Dig the Regeneration
After digging out the interior of the cave in the dry season, the women knew they had to support the ceiling in the winter and spring when the water would seep- in. Inverse to their beaver buddies up stream, they relocated and bent small trees in a lattice work that also provides places to hook pots and pans and wet clothes. Venting the small cob stove with an old 6” tin pipe was easy until the thing pops out of the cave and into the air of the mound above. Como fashioned a circle hex of stones from the river to mark the area. She hopes an intruder will trip on a stone before tripping on the “tin hole.”
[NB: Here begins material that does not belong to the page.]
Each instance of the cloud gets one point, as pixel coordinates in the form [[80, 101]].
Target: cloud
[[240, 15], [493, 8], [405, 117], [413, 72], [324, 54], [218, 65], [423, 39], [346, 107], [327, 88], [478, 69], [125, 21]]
The interior alchemy includes smaller chambers or ante-rooms for different uses using pieces of cloth bartered at the community flea market. The women positioned a row of dwarf fruit trees in front of the cave mouth to allow air flow while proving some camouflage for wondering spirits and animals.
Wheat grass hangs from the ceiling lattice work in recycled containers in the kitchen, a space that shares the warmth from the centralized cob stove with the living area. All sources of sustenance are sought or created and utilized: bartering, candle making, fishing, and foraging at the old landfill.
Jas is experimenting with a new way to propagate tasty mushrooms while juggling the permaculture principles of integration & setting limits to consumption. She has several varieties of ‘shrooms growing around the inner edge of the cave opening, like a post-crash wreath or something, many are growing upside down. Ms. Commotion calls them “permacites!”
Is their hollowed-out river bank casa an example of biomimcry ? Perhaps just opportunistic? Or more like “survival of the transitionist”?
A River Mud Cob Love
Around the traditional harvest time, Como loves to cut and fashion an old vine into a 4’ hoop. Her artistic vision wings around the river place - her waist and body in a wamo-esque whirl.
Lying on top of the mound, the ceiling of their mud hut, the tiny “Schumacherian Nature Observatory” fills with bugs and floating pollen, two holding hands as the stars get closer, a local love transition more real than ever.
Jasmine & Ms. Commotion spiral their spirits together each day & night with their Earth Mother: river – sky – soil – fire blend.